えりかの気持ちを甘く見過ぎだ。例え昔、山本を慕っていたとしても今は夫婦にまでなった獄寺がいるのだ。軽い気持ちで結ばれる程、えりかは軟派ではない。山本は家族。それ以上でも以下でもないのだ。しかし周りが会う度会う度掘り返してくる事。それが嫌で堪らないのだ。でも同時に思う。自分は山本が大好きだったのだと。

「あたし隼人君が好きだし、愛してるの。なんでその気持ちを嘘呼ばわりされなきゃいけないの?なんで…?唯一無二の親友にさえ本当の意味で祝われなかった…あたしの気持ち、」

とん、と。耳上辺りを覆ったリングだらけの手が硬い胸板に頭を導いた。黒いネクタイと外された第2ボタンが至近距離でぼやけている。最近忙しくてつける暇がないのか、人工的な香水の匂いはしない。

「俺がわかってる。」
「大好き」
「ああ」
「愛してる」
「知ってるよ」
「…お願いだから、側にいてね」

獄寺は明日のことを思い出した。もえに言われた、沢田綱吉の眠る棺に迎えと。

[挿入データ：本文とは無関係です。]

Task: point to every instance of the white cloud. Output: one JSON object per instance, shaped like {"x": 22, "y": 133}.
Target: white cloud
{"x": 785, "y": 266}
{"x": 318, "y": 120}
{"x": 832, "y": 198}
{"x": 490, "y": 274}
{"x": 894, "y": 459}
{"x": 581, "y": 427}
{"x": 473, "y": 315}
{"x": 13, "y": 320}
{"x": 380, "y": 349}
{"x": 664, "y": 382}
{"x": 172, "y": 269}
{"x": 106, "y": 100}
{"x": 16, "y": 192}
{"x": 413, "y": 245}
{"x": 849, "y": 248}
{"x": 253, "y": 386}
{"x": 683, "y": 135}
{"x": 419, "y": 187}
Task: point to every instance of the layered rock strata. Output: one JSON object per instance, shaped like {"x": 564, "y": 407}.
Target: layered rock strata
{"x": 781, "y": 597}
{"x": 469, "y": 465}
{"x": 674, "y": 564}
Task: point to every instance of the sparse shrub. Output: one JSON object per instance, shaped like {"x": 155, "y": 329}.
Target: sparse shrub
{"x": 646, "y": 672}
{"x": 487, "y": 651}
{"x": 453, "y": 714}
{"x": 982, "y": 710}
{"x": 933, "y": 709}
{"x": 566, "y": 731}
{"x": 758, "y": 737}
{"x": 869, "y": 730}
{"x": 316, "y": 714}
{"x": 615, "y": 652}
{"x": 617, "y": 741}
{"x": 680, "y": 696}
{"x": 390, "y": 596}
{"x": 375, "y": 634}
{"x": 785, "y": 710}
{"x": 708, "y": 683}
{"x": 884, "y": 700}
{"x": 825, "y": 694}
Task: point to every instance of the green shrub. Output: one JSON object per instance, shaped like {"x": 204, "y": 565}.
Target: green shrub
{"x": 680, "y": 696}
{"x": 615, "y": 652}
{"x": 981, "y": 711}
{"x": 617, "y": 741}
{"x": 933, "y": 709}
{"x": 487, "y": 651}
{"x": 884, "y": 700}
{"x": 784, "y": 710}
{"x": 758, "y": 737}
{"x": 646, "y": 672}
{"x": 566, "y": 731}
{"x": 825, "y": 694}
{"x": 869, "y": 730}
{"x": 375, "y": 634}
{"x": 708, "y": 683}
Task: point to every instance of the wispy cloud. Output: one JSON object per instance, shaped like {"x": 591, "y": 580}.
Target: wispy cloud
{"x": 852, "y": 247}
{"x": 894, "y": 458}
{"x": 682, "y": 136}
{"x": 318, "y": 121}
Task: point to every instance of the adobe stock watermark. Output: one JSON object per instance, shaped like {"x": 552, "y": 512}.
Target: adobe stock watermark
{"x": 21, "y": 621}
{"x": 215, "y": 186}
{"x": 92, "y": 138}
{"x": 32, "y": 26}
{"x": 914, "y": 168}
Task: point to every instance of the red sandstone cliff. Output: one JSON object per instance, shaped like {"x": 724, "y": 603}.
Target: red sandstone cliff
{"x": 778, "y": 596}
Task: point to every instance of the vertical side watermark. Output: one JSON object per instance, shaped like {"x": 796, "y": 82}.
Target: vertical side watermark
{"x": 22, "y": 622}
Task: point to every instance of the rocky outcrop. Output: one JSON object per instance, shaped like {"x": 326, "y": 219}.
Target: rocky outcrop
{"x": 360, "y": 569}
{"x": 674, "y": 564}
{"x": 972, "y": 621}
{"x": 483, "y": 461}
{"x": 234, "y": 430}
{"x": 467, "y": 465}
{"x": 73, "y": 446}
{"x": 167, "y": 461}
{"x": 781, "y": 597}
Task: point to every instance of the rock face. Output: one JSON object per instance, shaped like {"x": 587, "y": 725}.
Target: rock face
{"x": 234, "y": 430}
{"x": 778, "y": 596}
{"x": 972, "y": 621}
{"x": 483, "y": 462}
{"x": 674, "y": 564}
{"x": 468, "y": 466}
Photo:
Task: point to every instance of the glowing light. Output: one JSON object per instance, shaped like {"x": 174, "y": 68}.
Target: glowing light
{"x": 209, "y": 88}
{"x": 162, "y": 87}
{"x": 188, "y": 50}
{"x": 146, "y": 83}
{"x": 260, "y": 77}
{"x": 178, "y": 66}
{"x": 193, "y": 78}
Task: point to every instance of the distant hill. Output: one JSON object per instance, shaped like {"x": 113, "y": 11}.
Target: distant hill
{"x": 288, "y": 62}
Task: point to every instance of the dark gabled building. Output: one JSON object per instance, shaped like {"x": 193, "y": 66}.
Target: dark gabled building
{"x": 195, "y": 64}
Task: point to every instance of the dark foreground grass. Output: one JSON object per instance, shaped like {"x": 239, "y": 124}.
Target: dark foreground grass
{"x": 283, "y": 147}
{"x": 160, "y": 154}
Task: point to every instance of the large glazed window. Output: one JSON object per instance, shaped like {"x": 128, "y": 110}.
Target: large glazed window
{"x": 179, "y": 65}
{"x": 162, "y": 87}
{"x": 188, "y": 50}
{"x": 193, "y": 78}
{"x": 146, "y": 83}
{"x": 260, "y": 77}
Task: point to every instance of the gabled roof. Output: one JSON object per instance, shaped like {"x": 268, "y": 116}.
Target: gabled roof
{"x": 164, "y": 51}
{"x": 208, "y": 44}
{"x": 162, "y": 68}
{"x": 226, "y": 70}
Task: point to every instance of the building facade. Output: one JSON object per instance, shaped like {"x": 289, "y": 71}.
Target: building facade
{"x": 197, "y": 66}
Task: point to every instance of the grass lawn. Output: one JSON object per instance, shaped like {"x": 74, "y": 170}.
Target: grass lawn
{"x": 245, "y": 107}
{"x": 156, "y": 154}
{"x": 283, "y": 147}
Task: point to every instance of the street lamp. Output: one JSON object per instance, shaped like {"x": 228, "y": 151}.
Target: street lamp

それは、多分。自分が過去の自分と入れ替わる事を意味していて。…10年前の自分は、急に現れた二人を粗雑に扱う上に言動も横暴で疑心的だ。この時代のえりかと再会するのは、なんだか忍びなかった。側にいるよ俺は。その言葉を吐くことが出来ずに、急に迫り上がった気持ちがなんなのか分からない。10年前の自分が死んだら。えりかは、一人取り残される。そんなの、許せるか。

10代目。未来は変わりますか。変えられますか。守れますか。その為に俺に何が出来ますか。